Mi recuerdo sobre lo ocurrido en las horas inmediatamente posteriores a la llegada de Laura es borroso. La policía me interrogó, pero yo podía contarles muy poco. Mr. Moneypenny se marchó, lleno de compasión, prometiendo estar en contacto conmigo. Yo sabía lo que haría. Estaba realmente compungido; la desaparición de Naomí le había estropeado la Navidad. Esto suena a descortesía por mi parte. Lo que quiero decir es que, en un sentido profundo, su alegría navideña se había esfumado. Se pasaba la vida supervisando la venta de juguetes y no podía ser insensible a la felicidad que proporcionaban sus maravillas. A buen seguro que la Navidad debía marcar su más alto éxito del año.
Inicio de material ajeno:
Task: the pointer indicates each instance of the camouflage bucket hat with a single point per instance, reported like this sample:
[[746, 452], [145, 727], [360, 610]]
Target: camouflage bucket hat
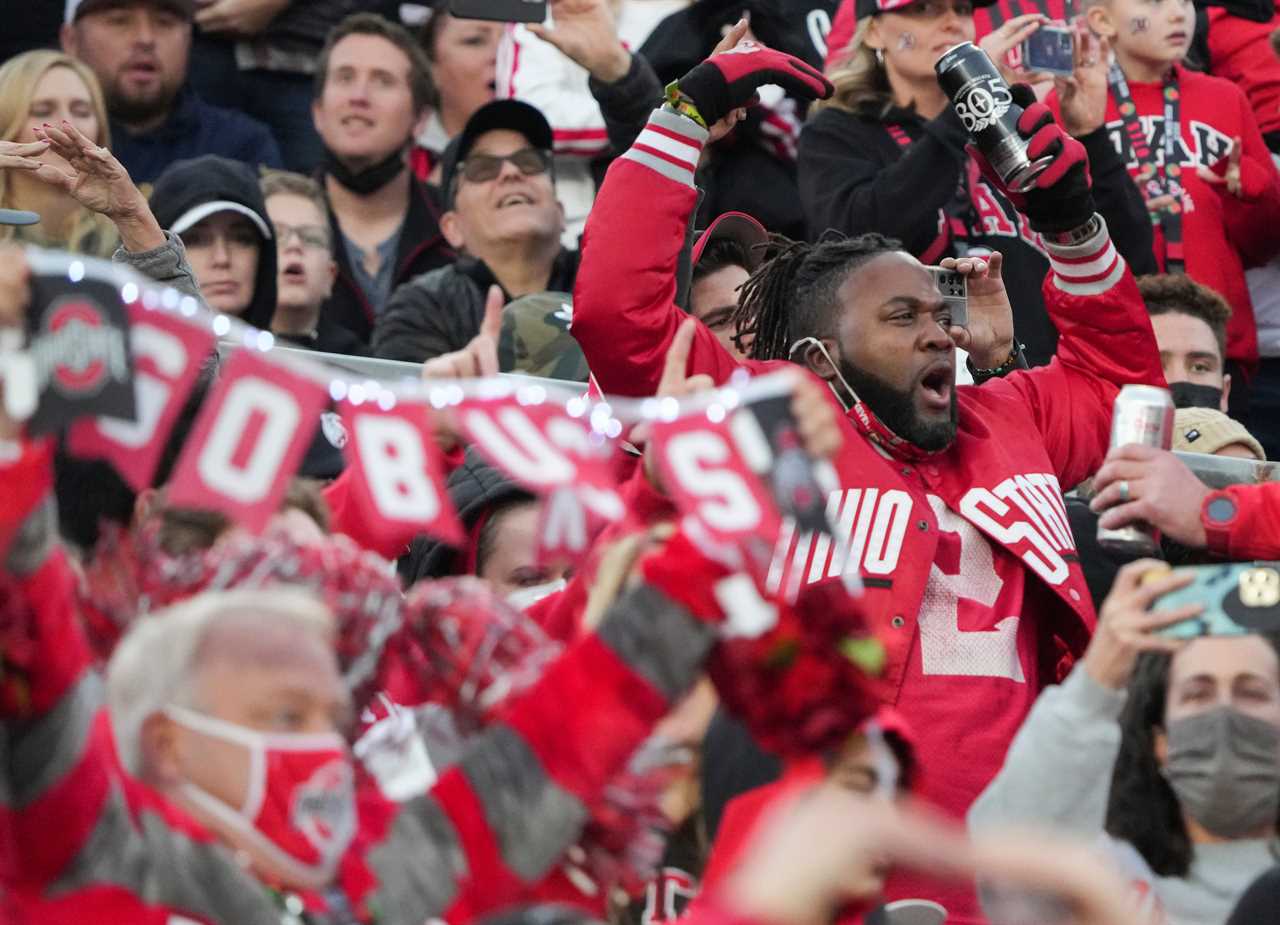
[[535, 338]]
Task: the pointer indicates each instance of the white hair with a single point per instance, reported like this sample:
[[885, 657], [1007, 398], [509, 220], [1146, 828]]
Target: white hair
[[158, 660]]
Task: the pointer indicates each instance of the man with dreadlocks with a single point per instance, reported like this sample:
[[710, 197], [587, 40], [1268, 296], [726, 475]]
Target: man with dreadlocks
[[951, 508]]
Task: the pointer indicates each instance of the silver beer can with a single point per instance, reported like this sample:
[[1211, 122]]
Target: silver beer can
[[1142, 415], [981, 97]]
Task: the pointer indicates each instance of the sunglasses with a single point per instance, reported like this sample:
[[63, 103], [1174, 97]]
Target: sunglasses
[[483, 168], [314, 237]]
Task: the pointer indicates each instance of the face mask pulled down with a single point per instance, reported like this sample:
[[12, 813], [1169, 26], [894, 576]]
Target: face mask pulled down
[[871, 424], [300, 809], [1224, 766]]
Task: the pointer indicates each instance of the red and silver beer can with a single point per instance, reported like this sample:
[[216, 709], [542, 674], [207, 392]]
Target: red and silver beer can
[[1142, 415]]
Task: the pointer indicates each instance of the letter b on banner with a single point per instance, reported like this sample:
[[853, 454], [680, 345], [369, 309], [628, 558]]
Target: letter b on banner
[[248, 440], [397, 476]]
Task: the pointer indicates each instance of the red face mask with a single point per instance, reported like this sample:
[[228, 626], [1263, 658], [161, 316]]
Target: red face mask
[[864, 419], [300, 810]]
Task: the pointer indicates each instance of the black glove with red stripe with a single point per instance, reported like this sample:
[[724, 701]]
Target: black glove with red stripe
[[1059, 198], [728, 81]]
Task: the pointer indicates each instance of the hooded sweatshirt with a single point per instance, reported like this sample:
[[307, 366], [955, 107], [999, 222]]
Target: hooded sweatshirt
[[191, 183]]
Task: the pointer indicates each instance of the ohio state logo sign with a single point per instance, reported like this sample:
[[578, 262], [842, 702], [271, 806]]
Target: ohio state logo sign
[[80, 352]]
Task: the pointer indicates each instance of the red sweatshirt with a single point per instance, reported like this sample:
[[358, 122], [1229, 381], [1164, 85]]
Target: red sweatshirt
[[968, 572], [1239, 50], [1221, 233]]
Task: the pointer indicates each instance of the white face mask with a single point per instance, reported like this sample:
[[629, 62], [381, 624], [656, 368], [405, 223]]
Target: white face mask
[[300, 809], [524, 598]]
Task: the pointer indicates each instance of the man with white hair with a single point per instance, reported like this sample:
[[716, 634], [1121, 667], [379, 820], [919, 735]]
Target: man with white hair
[[234, 802]]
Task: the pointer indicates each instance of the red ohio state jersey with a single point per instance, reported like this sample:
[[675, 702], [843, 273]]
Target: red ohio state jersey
[[968, 566]]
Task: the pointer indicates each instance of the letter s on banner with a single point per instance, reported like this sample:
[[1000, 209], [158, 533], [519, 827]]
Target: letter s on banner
[[707, 477], [248, 440], [397, 474], [168, 355]]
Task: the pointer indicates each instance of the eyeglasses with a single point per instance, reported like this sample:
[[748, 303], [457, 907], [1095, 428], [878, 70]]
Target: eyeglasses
[[483, 168], [316, 237]]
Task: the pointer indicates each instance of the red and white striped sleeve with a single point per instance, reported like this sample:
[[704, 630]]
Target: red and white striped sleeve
[[670, 145], [1086, 269]]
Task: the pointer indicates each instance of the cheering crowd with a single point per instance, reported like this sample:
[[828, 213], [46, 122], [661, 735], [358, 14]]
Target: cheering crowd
[[702, 558]]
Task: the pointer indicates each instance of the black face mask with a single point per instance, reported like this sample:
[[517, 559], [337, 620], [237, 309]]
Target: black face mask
[[1194, 395], [368, 181]]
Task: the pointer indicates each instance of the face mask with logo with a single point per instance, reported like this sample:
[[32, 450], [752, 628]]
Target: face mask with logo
[[300, 810], [864, 419], [1194, 395], [1224, 765], [524, 598]]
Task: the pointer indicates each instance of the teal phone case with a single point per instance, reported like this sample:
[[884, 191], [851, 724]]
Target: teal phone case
[[1239, 598]]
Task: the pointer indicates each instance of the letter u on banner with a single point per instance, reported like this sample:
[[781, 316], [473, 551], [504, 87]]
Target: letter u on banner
[[168, 355], [248, 440], [397, 475]]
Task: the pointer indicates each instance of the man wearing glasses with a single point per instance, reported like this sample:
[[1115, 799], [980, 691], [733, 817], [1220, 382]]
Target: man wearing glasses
[[502, 216], [305, 266]]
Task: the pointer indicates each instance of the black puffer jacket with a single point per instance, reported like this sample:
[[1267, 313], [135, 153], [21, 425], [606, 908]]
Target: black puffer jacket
[[475, 488], [442, 310], [190, 183]]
Una mujer policía nos condujo hasta una sala de espera; luego nos trajo café bien cargado y, posteriormente, pescado y patatas fritas. No teníamos apetito y dejamos que la comida se quedara fría y grasienta en sus envoltorios, unas hojas del Evening Standar del día anterior. ¿Que de qué hablamos? No lo recuerdo. A decir verdad, no creo que dijésemos nada en absoluto, como no fueran las tranquilizadoras palabras que intercambia la gente en situaciones como aquélla: «La niña estará bien, la encontrarán muy pronto, ya verás. Los niños se extravían con frecuencia. ¿Recuerdas aquella vez que se nos extravió en Sainsbury’s? Estábamos frenéticos, puede que no tuviera más de tres años. Entonces la recuperamos, ¿te acuerdas?».
¿Qué sentido tenía en realidad ponernos a hablar? ¿Qué podíamos decirnos que no supiéramos ya? ¿Que queríamos mucho a Naomí, que teníamos miedo, que temíamos que estuviera muerta o en grave peligro?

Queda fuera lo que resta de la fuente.